Von Gabriele Hillmoth

Fahrradfahrer in Münster sind bequem. Sie laufen ungerne und fahren bis zu ihrem Ziel. Sprich, demnächst wieder bis vor den Haupteingang des Hauptbahnhofs. Die zweistöckigen Fahrradständer im Hamburger Tunnel werden dies nicht verhindern können und sind keine Lösung, um das Räderchaos hinter dem Hauptbahnhof verschwinden zu lassen. Wer stellt auch seine Leeze im dunklen Tunnel ab?

Sinnvoller wäre es, zunächst den um den Bahnhof stehenden Leezenschrott auszusortieren. Die Entscheidung, dass an der Rückseite des Hauptbahnhofs gebaut wird, steht auch schon lange fest. Die Radständer im Tunnel sind in dem Prozess nur ein Tropfen auf den heißen Stein.

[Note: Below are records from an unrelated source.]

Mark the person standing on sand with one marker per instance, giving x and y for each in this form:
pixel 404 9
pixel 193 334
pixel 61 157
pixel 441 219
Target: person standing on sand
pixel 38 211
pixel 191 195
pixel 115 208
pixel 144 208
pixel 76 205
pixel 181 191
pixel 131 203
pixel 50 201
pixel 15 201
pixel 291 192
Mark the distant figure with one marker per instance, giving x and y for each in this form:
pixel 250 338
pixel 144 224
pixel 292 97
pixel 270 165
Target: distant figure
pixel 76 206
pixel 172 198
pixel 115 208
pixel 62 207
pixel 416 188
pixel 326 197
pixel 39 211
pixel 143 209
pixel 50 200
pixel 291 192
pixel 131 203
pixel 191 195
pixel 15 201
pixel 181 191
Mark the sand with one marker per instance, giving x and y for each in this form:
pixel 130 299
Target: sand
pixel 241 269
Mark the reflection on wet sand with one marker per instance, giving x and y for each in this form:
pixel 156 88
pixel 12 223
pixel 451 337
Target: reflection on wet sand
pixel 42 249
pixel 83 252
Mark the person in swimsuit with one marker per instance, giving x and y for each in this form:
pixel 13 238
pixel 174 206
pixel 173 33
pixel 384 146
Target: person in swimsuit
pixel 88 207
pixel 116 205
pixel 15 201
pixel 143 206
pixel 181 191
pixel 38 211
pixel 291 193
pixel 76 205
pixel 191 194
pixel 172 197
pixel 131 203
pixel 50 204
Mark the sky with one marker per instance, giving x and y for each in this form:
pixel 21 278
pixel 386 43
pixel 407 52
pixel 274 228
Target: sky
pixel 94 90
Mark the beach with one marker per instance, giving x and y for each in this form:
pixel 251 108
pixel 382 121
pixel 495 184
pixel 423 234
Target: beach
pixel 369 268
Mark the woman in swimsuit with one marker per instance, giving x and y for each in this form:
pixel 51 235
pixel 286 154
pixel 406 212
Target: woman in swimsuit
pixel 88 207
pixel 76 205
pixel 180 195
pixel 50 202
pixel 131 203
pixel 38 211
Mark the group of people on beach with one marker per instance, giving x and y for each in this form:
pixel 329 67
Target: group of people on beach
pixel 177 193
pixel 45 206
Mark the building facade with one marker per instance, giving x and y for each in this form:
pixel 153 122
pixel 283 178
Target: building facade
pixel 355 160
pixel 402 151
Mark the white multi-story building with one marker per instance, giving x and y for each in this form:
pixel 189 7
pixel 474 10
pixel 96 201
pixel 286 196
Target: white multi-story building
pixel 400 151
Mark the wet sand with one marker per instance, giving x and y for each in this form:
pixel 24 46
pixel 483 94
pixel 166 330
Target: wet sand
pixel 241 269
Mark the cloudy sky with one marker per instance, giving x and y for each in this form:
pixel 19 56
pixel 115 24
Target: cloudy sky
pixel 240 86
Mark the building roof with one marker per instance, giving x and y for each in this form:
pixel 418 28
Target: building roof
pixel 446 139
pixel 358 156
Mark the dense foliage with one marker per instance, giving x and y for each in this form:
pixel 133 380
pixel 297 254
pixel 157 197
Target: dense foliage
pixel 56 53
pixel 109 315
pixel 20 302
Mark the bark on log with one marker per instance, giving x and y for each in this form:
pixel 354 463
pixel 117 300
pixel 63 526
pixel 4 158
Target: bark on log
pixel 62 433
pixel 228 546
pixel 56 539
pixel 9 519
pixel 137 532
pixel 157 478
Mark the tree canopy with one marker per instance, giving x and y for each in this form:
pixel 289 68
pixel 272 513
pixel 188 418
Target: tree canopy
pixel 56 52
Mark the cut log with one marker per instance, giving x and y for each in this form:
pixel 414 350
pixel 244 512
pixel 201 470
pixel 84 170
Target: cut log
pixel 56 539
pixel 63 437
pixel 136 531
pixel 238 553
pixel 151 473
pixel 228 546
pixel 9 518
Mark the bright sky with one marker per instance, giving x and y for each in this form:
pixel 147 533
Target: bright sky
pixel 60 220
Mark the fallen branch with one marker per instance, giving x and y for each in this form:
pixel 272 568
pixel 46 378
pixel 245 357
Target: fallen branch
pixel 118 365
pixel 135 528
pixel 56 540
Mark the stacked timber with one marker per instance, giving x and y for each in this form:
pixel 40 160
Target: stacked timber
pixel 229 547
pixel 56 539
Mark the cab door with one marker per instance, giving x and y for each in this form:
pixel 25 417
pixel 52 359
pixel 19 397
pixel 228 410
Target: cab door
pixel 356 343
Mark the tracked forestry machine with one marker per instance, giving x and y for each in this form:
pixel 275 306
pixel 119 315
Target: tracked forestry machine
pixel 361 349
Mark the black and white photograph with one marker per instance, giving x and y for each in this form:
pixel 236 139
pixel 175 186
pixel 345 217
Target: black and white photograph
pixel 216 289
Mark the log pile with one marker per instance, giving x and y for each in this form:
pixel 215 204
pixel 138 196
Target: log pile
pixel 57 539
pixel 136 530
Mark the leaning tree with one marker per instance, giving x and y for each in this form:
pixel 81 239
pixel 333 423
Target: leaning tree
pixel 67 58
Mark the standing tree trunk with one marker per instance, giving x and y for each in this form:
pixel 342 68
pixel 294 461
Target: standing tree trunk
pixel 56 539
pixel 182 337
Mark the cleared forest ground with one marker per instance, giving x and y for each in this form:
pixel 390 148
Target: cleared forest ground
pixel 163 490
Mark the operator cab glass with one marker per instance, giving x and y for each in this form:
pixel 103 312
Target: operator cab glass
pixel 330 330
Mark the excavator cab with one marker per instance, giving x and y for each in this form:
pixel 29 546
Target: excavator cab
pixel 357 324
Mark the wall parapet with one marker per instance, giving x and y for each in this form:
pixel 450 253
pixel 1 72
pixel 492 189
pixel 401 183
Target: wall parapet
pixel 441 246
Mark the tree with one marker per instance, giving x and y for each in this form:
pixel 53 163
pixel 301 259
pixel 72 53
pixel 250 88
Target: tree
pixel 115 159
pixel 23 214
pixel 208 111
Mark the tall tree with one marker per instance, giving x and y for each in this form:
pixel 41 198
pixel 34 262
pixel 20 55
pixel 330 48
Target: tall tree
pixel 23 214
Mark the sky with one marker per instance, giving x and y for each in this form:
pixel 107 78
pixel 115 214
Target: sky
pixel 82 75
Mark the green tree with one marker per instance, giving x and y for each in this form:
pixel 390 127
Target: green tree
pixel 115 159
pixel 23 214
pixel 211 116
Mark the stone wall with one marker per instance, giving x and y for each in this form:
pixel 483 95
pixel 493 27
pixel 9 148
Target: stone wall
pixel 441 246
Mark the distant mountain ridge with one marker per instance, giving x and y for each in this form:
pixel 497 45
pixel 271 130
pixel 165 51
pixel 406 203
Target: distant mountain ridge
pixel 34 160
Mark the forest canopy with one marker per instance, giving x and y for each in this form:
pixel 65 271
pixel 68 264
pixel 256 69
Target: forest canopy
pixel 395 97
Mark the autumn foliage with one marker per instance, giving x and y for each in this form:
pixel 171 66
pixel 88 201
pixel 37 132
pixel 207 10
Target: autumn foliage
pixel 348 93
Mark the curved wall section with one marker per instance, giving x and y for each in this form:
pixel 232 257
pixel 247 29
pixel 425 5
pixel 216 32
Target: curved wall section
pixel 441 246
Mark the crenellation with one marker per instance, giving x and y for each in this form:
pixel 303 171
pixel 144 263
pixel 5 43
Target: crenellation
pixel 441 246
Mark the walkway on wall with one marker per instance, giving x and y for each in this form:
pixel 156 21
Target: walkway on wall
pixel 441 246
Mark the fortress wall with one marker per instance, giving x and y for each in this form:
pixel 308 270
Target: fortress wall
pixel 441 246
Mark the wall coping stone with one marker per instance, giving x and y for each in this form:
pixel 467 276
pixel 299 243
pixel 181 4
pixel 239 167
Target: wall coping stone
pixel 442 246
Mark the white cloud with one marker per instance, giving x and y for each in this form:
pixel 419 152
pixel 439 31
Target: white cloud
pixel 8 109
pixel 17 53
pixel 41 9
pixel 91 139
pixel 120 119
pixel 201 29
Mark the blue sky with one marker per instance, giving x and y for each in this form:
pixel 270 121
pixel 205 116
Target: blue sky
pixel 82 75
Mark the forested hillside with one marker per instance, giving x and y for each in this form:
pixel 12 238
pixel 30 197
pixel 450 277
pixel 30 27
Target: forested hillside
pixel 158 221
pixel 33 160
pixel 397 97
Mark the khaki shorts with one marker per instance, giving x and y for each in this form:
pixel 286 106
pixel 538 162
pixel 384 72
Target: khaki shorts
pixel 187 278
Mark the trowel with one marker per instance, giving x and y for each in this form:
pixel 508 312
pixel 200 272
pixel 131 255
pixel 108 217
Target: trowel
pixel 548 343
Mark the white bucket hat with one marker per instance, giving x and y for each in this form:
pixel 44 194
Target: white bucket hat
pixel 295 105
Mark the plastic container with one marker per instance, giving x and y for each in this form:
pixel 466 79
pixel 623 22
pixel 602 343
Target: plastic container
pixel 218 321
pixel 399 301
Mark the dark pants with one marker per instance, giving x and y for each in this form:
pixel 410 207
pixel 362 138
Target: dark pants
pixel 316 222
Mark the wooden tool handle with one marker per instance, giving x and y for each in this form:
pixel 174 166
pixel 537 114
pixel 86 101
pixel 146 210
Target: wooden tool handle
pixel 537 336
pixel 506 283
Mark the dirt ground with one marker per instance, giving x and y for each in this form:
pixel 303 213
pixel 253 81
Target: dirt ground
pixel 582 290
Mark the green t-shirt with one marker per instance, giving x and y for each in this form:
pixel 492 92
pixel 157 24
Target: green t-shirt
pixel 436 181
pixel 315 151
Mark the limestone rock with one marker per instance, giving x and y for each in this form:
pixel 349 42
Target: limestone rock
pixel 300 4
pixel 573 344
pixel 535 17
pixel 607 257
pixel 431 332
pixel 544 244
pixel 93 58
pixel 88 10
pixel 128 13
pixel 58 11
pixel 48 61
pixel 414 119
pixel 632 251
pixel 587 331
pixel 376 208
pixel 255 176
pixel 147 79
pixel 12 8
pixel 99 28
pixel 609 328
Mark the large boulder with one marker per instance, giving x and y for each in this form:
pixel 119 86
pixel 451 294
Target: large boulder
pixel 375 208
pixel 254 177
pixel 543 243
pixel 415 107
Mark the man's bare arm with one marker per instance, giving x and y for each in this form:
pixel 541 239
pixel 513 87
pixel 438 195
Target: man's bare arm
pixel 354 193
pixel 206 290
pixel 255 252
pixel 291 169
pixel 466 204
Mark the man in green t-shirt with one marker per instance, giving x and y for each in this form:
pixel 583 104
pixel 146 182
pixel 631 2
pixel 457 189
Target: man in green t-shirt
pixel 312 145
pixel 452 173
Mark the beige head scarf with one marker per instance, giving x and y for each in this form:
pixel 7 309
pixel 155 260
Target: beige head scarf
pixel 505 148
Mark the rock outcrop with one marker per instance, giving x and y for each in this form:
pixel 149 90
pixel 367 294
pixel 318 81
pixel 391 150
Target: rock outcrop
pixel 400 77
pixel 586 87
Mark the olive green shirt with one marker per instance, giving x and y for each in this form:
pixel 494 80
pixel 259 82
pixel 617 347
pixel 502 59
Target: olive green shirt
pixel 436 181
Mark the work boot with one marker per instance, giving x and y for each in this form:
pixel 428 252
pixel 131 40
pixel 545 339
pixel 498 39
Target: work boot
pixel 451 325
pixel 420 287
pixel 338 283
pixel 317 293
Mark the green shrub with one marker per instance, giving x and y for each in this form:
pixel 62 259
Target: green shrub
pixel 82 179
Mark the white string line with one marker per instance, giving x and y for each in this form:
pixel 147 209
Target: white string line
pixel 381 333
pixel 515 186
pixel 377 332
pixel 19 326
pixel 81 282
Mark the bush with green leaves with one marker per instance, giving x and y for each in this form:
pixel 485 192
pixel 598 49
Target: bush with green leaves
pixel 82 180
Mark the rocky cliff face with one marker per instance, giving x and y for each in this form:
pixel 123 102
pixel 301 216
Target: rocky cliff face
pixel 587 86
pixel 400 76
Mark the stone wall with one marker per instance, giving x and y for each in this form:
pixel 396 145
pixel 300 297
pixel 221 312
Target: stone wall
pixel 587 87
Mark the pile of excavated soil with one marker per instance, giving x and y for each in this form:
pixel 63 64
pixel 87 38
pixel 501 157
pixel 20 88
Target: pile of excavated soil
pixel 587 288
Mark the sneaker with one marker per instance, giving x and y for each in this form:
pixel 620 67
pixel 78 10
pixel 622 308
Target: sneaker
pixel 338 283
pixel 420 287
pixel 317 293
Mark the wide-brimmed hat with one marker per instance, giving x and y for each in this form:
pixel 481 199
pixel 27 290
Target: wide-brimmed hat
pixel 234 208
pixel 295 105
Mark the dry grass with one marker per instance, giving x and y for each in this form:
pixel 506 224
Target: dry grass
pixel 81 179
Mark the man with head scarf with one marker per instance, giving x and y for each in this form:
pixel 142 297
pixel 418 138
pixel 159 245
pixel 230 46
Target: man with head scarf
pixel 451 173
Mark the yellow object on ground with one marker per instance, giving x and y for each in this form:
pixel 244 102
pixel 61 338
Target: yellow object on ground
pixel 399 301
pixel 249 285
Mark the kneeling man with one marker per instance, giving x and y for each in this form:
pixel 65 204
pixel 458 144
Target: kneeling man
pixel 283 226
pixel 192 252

Münster hat nun mal viele Fahrräder, die künftig noch mehr werden. Warum wurde nicht noch früher ein Areal im Umfeld des Bahnhofs als Abstellplatz für Leezen umgebaut? Das erfordert natürlich Weitsicht. Die Münster-Arkaden sind ein solches Beispiel für mangelnde Weitsicht. Mehr als zehn Jahre stehen die Arkaden, das Räderchaos ist geblieben. Gleiches passiert am Bahnhof: innen hui und außen pfui.